Today, that drug used by Carlsson to recover movement in his rabbit subjects over 60 years ago remains the most ubiquitous treatment for those with the disease. L-dopa is known as a precursor compound — when they body synthesizes a chemical, it does so in a series of steps. L-dopa is the molecule one step before dopamine, so it can be packed into a tablet, taken orally and make its way into the brain where it is transformed into dopamine and is able to substitute for all the dopamine that is no longer created by the substantia nigra.

The only other significant advancement in treatment over the past 60 years has been the development of a technique known as deep-brain stimulation, where an electrode is implanted directly into your brain so that it can activate bunches of neurons and help keep the “on” pathway of the striatum dominating. But this can be a costly procedure which requires surgery, and it does not always result in large improvements, making it relatively rare in the community.

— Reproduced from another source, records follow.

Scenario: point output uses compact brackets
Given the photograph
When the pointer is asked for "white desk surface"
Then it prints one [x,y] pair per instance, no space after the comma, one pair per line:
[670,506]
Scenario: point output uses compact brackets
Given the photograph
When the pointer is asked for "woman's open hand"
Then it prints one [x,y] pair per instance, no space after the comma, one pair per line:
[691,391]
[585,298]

There is one other treatment embraced by many in the Parkinson’s community. Movement therapies of all kinds, from boxing to improvisational dance, are offered for those with the disease. Though we currently have no way to prevent Parkinson’s symptoms from progress over time, it appears that the more a patient uses their motor pathways, the longer they are generally able to hold on to them. And that alone might be the single most actionable information for anyone diagnosed with Parkinson’s disease. The act of moving may actually keep them moving for as long as possible.